Eigenheimzulage bei Scheidung - Rechtliches

Eigenheimzulage bei einer Scheidung: Ein typisches Beispiel dafür, wie in Deutschland Steuerrecht so kompliziert gestaltet werden kann, dass selbst Fachleute es kaum mehr verstehen.


Das Problem wird sich im Laufe der nächsten Jahre von selbst erledigen, denn die Eigenheimzulage ist bereits 2006 abgeschafft worden. In der Praxis wird die Eigenheimzulage noch bis 2013 gewährt, und damit bleibt das Problem der Eigenheimzulage bei Scheidung noch die nächsten Jahre akut. Die Eigenheimzulage ist zum 1. Januar 2006 abgeschafft worden. Wer vor diesem Termin mit dem Bau begonnen oder einen notariellen Kauvertrag abgeschlossen hatte, kann die Zulage über den gesamten Förderzeitraum in Anspruch nehmen. Da Baugenehmigungen drei Jahre gültig sind und Bauanzeigen bis zu zehn Jahre, wird die Zulage in der Praxis also noch bis mindestens 2013 gezahlt. Darüber hinaus werden bis Ende 2005 erteilte Förderzusagen aus Gründen des Vertrauensschutzes eingehalten.

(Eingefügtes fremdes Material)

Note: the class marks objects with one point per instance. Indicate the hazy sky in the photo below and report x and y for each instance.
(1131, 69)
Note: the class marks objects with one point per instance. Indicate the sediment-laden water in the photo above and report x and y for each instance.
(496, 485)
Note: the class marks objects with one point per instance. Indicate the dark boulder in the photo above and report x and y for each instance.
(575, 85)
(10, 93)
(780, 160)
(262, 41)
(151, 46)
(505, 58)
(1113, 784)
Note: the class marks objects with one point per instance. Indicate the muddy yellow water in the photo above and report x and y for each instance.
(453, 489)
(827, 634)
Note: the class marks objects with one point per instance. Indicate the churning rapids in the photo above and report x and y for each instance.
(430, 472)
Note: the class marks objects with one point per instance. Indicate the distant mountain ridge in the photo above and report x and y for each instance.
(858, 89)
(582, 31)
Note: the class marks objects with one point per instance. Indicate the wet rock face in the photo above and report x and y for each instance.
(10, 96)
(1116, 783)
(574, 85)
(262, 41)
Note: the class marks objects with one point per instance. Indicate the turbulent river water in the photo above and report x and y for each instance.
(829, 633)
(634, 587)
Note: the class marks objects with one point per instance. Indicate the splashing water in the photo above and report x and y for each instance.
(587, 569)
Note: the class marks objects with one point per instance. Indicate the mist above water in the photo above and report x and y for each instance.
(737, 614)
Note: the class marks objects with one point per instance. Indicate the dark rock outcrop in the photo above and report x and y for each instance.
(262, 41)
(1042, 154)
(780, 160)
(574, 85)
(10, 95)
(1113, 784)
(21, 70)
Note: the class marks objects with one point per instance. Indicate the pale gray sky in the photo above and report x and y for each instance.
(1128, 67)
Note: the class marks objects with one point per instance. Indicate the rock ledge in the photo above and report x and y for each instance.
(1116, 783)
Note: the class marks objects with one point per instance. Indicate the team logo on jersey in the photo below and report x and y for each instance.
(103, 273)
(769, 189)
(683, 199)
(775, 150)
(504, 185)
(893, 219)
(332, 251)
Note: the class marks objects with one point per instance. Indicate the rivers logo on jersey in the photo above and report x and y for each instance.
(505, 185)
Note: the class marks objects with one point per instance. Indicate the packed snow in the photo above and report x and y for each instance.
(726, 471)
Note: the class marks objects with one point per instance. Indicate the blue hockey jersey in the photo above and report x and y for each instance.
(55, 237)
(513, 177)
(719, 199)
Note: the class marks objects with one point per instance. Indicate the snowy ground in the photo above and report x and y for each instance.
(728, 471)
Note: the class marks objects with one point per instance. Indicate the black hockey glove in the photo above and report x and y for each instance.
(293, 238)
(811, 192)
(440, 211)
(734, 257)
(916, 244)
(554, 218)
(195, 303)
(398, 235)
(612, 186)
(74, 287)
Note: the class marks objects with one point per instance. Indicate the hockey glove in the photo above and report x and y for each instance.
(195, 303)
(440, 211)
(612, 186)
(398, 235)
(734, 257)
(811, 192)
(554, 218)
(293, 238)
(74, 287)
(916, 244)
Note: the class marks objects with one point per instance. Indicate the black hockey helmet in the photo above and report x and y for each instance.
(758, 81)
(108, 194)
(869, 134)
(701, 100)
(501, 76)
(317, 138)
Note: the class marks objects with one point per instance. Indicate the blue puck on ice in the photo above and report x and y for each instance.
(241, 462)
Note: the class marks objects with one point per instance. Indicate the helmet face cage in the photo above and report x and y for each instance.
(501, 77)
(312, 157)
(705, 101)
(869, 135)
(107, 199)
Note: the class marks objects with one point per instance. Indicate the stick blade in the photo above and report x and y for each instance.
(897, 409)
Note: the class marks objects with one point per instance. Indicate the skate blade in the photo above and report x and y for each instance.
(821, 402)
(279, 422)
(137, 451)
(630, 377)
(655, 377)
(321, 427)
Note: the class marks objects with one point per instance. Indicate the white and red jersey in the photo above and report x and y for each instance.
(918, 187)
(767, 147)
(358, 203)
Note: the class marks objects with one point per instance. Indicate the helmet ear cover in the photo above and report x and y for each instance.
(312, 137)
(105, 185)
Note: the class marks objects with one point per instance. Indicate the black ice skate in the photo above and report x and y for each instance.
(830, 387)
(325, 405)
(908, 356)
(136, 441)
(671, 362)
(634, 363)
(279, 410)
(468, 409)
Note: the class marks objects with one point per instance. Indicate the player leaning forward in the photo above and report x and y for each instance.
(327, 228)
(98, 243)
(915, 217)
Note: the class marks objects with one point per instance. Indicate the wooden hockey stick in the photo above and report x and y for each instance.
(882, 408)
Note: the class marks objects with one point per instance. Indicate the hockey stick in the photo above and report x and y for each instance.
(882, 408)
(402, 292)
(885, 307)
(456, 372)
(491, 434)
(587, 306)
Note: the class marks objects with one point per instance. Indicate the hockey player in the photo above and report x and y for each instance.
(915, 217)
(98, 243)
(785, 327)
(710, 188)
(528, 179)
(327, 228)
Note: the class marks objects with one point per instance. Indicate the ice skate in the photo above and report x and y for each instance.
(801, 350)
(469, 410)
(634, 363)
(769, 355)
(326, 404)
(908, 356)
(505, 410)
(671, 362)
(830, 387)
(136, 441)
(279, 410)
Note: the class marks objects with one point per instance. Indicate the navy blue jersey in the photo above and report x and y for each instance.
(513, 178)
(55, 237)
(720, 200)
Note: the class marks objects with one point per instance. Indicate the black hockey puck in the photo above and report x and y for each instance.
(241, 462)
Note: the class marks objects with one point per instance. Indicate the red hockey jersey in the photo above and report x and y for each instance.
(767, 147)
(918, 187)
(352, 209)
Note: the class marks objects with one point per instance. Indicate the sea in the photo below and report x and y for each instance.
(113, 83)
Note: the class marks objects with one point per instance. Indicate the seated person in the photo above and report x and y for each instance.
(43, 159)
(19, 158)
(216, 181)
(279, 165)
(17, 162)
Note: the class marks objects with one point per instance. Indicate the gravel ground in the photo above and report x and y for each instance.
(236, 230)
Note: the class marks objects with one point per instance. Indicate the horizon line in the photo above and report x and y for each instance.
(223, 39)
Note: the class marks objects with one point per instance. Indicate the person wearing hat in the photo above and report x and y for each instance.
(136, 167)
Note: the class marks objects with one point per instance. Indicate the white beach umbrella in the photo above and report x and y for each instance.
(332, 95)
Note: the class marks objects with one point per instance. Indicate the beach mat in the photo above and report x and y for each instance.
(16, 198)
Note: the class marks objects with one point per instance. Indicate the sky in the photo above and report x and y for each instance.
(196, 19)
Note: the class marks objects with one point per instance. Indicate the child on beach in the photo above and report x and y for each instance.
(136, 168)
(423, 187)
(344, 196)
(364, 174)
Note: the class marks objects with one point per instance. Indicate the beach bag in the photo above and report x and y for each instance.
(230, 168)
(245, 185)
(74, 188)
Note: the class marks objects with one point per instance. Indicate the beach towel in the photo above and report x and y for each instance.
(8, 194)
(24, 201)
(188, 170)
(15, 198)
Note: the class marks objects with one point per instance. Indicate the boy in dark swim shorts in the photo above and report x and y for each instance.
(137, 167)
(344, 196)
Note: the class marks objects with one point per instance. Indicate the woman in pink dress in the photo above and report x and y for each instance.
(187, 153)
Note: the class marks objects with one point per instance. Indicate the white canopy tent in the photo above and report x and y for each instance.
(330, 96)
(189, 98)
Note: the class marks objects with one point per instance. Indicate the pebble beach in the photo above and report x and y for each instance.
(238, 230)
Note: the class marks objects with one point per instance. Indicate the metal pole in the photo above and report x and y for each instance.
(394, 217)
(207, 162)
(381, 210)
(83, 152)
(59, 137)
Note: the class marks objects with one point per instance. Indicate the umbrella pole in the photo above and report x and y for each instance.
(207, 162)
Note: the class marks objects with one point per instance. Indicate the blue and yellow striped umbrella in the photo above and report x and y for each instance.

Wofür wird die Zulage gezahlt?
Gezahlt wird die Zulage für den Bau oder die Anschaffung einer Wohnung im Inland, wenn die Einkünfte des Bauherrn beziehungsweise Käufers 70.000 Euro, bei Verheirateten 140.000 Euro zuzüglich 20.000 Euro für jedes Kind nicht übersteigen. Über den Begriff der Wohnung gibt es eine Legaldefinition. Die Höhe der Zulage richtet sich nach den Anschaffungs- oder Herstellungskosten. Was darunter zu verstehen ist, ist ebenfalls ausgiebig definiert worden.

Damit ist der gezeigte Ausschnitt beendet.